Challenges for Non-Bank Lenders

Despite their growth, non-bank lenders like DelfinGroup, ViziaFinance, and others are facing challenges due to new legislation imposing a 20% corporate income tax on profits, regardless of whether dividends are paid out or not. This tax, intended to target profits from rising Euribor rates for banks, unfairly impacts non-bank lenders who do not benefit from these increases and, in fact, face higher capital costs. The inclusion of bank-owned leasing subsidiaries under the non-bank lender category exacerbates the issue. DelfinGroup argues that the tax inaccurately equates non-bank lenders with banks, despite their different business models, significantly increasing their tax burden and potentially raising their effective tax rate to 83%, which could hinder their growth and harm their shareholders' interests. However, these companies are currently challenging this norm in the constitutional court, and the industry is not giving up.

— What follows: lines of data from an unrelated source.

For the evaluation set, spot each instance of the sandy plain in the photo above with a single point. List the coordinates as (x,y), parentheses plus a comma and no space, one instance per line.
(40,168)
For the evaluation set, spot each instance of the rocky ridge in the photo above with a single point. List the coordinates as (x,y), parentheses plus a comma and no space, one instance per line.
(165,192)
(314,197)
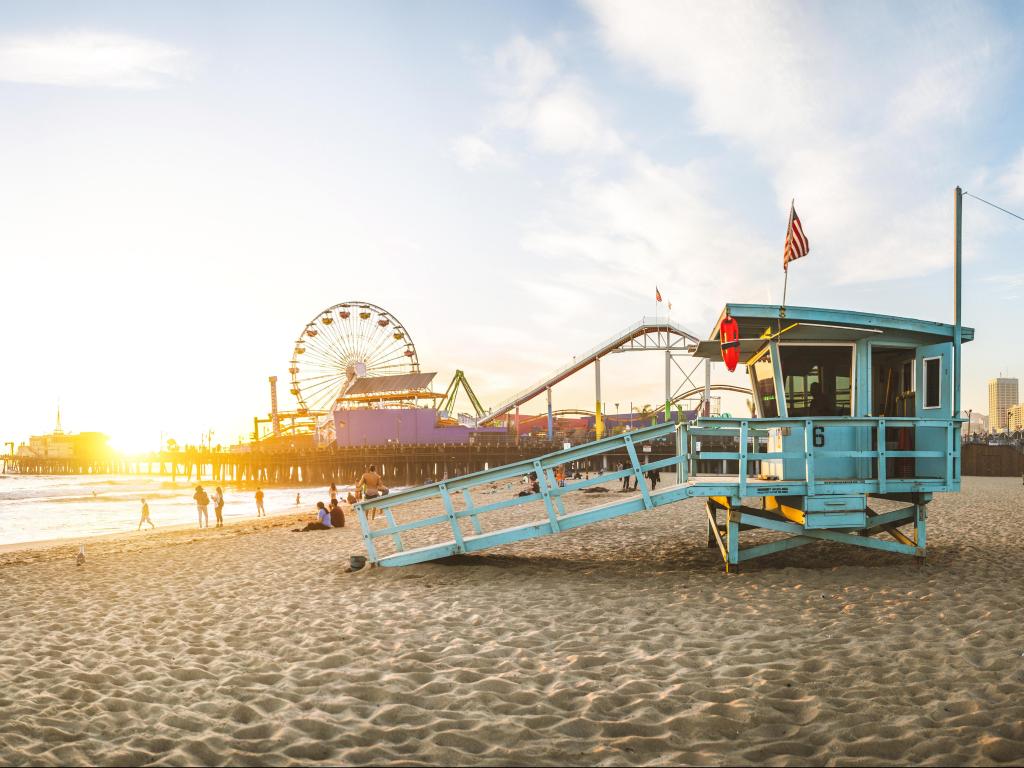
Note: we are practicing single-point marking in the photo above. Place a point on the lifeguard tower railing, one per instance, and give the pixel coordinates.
(467, 522)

Nevertheless, the future of the lending market promises to be dynamic and competitive. Non-bank lenders have made significant strides with advanced systems and innovative technology, currently giving them a competitive edge. However, the rise of neobanks, which utilize similar technology and benefit from central bank money and deposits, poses a new challenge. Neobanks such as Revolut and Monzo, which are on track to become the first banks without borders, could potentially outcompete current players by leveraging both financial and technological strengths. These companies have already issued consumer loans in some EU countries and the UK. Revolut is catering to the consumer segment in nearby Lithuania and is on track to enter the mortgage segment in Ireland next year, entering a new country each year. This competitive environment requires continuous development and adaptation in the lending sector. Also, a new local player, INDEXO, looks promising in teaching current banks a lesson to provide tech advanced lending services. 

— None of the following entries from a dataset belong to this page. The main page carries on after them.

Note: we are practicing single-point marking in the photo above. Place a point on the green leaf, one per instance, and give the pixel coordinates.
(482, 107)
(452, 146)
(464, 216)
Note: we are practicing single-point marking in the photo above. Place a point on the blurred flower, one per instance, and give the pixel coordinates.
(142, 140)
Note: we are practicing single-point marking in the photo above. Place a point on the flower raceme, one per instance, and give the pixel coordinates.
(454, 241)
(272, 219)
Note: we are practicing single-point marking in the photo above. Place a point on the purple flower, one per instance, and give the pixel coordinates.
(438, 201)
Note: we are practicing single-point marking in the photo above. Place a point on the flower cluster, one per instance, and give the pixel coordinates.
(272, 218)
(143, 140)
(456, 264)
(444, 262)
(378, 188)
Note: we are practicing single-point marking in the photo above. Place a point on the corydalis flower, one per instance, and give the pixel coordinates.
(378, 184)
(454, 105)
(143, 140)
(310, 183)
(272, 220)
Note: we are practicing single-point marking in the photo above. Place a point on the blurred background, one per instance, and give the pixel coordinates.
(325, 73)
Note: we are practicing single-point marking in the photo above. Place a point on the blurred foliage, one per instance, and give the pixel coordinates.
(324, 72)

Latvia's non-bank lending sector has already evolved significantly, offering products similar to those of traditional banks and leveraging technology to enhance efficiency, now dominating the market. The sector is robust and continues to improve the local market while establishing an international presence. Non-bank lenders are expanding into new segments and markets, positioning themselves as leaders in innovation within the lending industry. Despite facing regulatory challenges, the industry remains forward-looking, and committed to growth and adaptation in a rapidly changing financial landscape. The continued development and innovation in this sector will be crucial for maintaining its competitive edge and ensuring its future success.